The trial involved 114 patients with M2 or M3 occlusions of the middle cerebral artery presenting within six hours of symptom onset. They were randomized to urokinase infusion or to a control group, which involved no specific intervention, but included whatever treatment was indicated.

The primary endpoint was a favorable outcome on the modified Rankin Scale at 90 days. This was "somewhat more frequent" in the urokinase group, Dr. Akira Ogawa of the Iwate Medical University School in Morioka, Japan, and the MELT investigators report.

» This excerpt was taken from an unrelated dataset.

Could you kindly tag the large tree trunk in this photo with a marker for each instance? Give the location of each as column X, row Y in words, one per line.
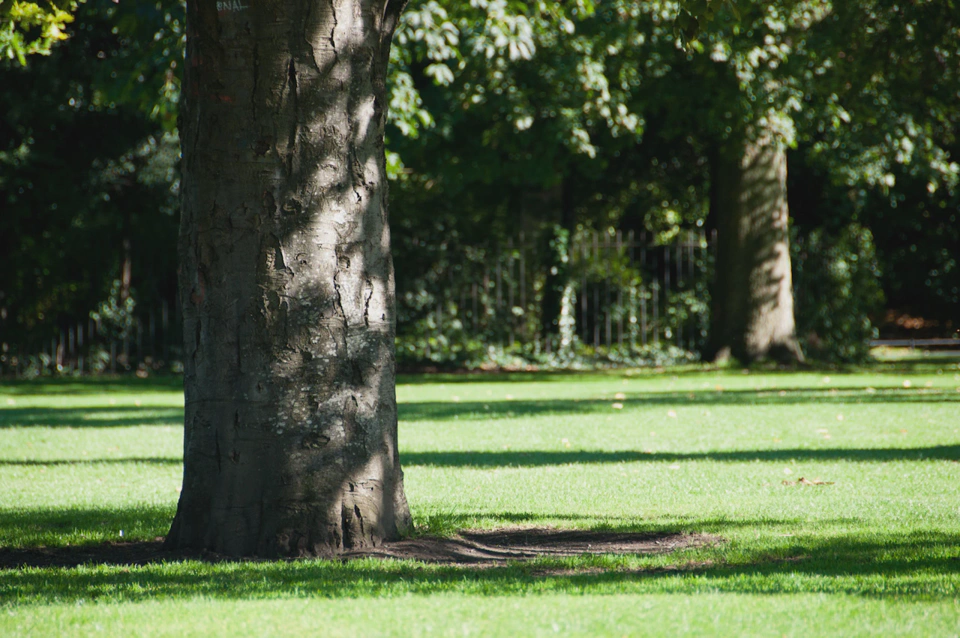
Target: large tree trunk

A favorable outcome, with a modified Rankin Scale of 0 to 2, occurred in 49.1% of patients receiving fibrinolysis compared with 38.6% of controls, but this difference did not reach statistical significance.

An excellent functional outcome, with a modified Rankin Scale of 0 to 1 at 90 days, occurred in approximately twice as many patients in the urokinase group compared with controls (42.1% versus 22.8%).

The 90-day cumulative mortality was 5.3% in the urokinase group and 3.5% in the control group. Intracerebral hemorrhage within 24 hours of treatment occurred in 9% of the study group and in 2% of controls.

MELT was halted prematurely upon approval of rt-PA in Japan, and therefore the primary endpoint did not reach statistical significance.

"Nevertheless, secondary analyses of the results suggest that local intra-arterial urokinase fibrinolysis therapy for patients with acute middle cerebral artery occlusion at < 6 hours after onset may have the potential to increase the likelihood of excellent functional outcome at 90 days," Dr. Ogawa and colleagues report.

"Meta-analyses and more recent studies suggest a benefit for a subset of patients beyond three hours. The present trial also supports the clinical potential of fibrinolysis therapy at more than 3 hours after onset," they add.

"The phenomenon of recanalization trials being positive on some but not all end points has occurred before," Dr. Jeffrey L. Saver of the University of California at Los Angeles points out in an accompanying editorial.

"Stopped early because of external considerations, MELT was underpowered and formally negative, and must be interpreted with caution," Dr. Saver comments. "However, the MELT trialists deserve our gratitude for reporting a trial that contributes to the cumulative evidence of benefit of intra-arterial fibrinolytic therapy in acute ischemic stroke."

Stroke 2007;38:2627-2628, 2633-2638.